Więzienie czy twierdza?
Gdyby moje ciało potrafiło mówić, krzyczałoby głośno.
Krzyczałoby, że nie chce być dręczone.
Że nie chce być zaniedbywane.
Że nie chce być samotne.
Że nie chce być prześladowane.
I miałoby rację.
Nie dbam o nie, bo go nie lubię.
Nie lubię go, bo jest go za dużo.
Jest go za dużo, bo o nie nie dbam.
Koło się zamyka, a ja patrzę z zamkniętymi oczami, by nie widzieć.
Moje ciało jest moim więzieniem. Zamykam w nim wszystkie historie swojego życia. Jego ściany są pokryte warstwami tajemnic, pomalowane kolorami emocji i pełne zadrapań.

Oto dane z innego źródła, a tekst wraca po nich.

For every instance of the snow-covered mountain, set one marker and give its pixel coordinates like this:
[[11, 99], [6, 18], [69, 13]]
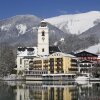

To ciało zastygło niczym w betonowym gorsecie. Wszystko w nim jest pospinane tak mocno, że ciężko cokolwiek poluzować. W warstwach skóry uwięzione kilogramy wstydu, bezsilności, wyrzutów sumienia, niepewności i lęku. A na samym dnie, tam, gdzie najciemniej, czai się smutek.
Z każdym dniem to ciało staje się coraz cięższe, bo zamiast zdejmować bagaż, ciągle dokładam nowy. Dźwigam pakunki, pakuneczki, nie zawsze swoje, a jednak przywiązane do mnie tak mocno, jakby były częścią mnie od zawsze. Czuję, jak mnie przygniatają, ale nie potrafię ich zostawić. Może nawet nie chcę.
Bo może to nie jest więzienie, a moja twierdza?
A co by było, gdybym zaczęła zdejmować te warstwy? Jedna po drugiej. Może na dnie, tam, gdzie od dawna nie zaglądałam, ukryły się radość, wdzięczność i miłość? Może wtedy w końcu zobaczyłabym swoje ciało inaczej. Może wtedy… polubiłabym je naprawdę?